Das wahre Geheimnis ist viel Alkohol – We Are Scientists im Interview

Keith Murray und Chris Cain, besser bekannt als We Are Scientists, lernten sich am Pomona College in Claremont, Kalifornien kennen. Beide pflegten zunächst eine Freundschaft, die auf der Teilnahme an Stand-up-Comedy basierte, bevor sie beschlossen im Jahr 2000 gemeinsam eine Band zu gründen.

18 Jahre später und mit mittlerweile dem siebten Album „Megaplex“, ist vor allem Humor immer noch großer Bestandteil ihrer Beziehung. Wie das Duo seine Auswahl bei Produzenten fällt, was ihnen bei ihrer Musik besonders wichtig ist und in welcher Verbindung George Clooney, Daniel Craig und Quentin Tarantino mit der Band stehen, verriet uns Keith im MusikBlog Interview.

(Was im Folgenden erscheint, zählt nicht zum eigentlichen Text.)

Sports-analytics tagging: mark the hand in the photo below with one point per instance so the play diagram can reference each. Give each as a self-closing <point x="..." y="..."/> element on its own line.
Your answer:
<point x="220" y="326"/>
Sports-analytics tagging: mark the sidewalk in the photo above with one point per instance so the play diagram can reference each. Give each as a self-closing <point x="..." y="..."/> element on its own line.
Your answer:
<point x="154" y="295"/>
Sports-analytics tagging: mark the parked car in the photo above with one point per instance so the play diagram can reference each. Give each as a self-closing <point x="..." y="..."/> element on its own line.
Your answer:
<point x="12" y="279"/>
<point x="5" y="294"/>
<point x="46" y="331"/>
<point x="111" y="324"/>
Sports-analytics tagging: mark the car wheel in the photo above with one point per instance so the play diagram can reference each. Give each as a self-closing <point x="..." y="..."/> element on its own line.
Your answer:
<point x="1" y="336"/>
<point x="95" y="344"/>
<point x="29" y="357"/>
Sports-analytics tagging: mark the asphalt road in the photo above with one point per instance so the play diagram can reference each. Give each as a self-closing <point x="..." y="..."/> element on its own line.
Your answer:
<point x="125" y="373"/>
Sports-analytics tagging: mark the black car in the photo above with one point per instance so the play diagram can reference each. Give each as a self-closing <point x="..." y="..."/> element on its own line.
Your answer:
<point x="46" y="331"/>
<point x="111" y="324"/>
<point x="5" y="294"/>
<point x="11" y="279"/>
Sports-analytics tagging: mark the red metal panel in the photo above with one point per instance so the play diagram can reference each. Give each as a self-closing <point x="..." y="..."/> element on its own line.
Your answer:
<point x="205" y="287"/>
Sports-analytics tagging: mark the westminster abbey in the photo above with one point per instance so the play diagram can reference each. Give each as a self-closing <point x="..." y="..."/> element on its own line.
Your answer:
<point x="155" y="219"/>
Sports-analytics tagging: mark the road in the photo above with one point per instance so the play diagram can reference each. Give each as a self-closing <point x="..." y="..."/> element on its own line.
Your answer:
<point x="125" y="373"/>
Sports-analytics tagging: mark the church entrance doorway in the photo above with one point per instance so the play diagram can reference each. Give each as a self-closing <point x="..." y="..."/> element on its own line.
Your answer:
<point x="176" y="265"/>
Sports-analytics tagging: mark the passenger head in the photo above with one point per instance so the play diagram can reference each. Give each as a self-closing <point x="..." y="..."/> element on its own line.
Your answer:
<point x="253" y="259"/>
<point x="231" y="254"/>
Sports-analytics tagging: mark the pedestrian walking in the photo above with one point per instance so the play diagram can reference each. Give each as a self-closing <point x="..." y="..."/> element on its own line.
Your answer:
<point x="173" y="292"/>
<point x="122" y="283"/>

Keith Murray: Du bist die erste, mit der ich heute rede. Meine Antworten werden super frisch sein!

MusikBlog: Eine tolle Begrüßung! Dann erzähle mir doch gleich mal, wie ihr es geschafft habt, 18 Jahre lang zusammen zu bleiben?

Keith Murray: Erstmal: 18, juhu! Endlich volljährig in Deutschland! Und hier auch direkt die dazu passende Antwort: Das wahre Geheimnis ist viel, viel Alkohol! Jeden Abend, den wir aufeinanderhängen, stellen wir sicher, dass jeder einen Old Fashioned in der Hand hat, Pillen in Reichweite sind und ein paar Flaschen Rotwein in der Nähe. Auf diese Weise vergessen wir am nächsten Morgen alles, was passiert ist und können uns funkelnagelneu fühlen! (lacht)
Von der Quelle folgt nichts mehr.